English RFU launch investigation

England outhalf Owen Farrell cleared of any wrong doing in third party ticket sale

 Owen Farrell  in action against Ireland. Photograph: David Cannon/Getty Images

Owen Farrell in action against Ireland. Photograph: David Cannon/Getty Images

Thu, Feb 27, 2014, 16:41

The English Rugby Football Union (RFU) is investigating the circumstances that led to a match ticket allocated to England outhalfOwen Farrell being sold on a ticketing website.

The £70 ticket (€85) for Saturday’s 13-10 RBS 6 Nations victory over Ireland at Twickenham was bought from Viagogo for £440 (€536) the evening before the game.

While it is understood that Farrell did not act erroneously and has not profited from the sale, the RFU is seeking an explanation as to how the ticket came to appear on Viagogo.

The English game’s governing body takes a dim view of tickets being sold by third parties and launched a crackdown on black market sales in 2009.

“We are satisfied that Owen Farrell did nothing untoward intentionally and had no knowledge of this sale,” a RFU spokesman told Press Association Sport.

“We are looking at how this ticket came to be available on a secondary ticketing site, something we take extremely seriously.”

If the outcome of the investigation is that sanctions are necessary, Farrell could have his ticket allocation suspended or receive an official warning.

It is thought that Farrell gave the ticket to a friend in good faith before a series of events led to it appearing on Viagogo.

While Farrell had no intention of it being resold, the RFU may decide that ultimate responsibility for the ticket rests with the 22-year-old British and Irish Lion.

England flanker James Haskell had his allocation suspended for three matches following a similar incident five years ago.

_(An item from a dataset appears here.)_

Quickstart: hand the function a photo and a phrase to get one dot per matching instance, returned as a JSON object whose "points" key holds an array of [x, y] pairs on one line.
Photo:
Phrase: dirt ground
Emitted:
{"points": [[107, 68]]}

As a result of the same clampdown on the resale of matchday tickets at Twickenham, the RFU also punished clubs and individuals.

In 2012 the RFU secured a landmark judgment in its long-standing dispute with Viagogo, one of the biggest secondary ticket brokers, following an 18-month legal battle.

It defeated Viagogo in the supreme court on the issue of ownership of ticketing rights, policy and pricing.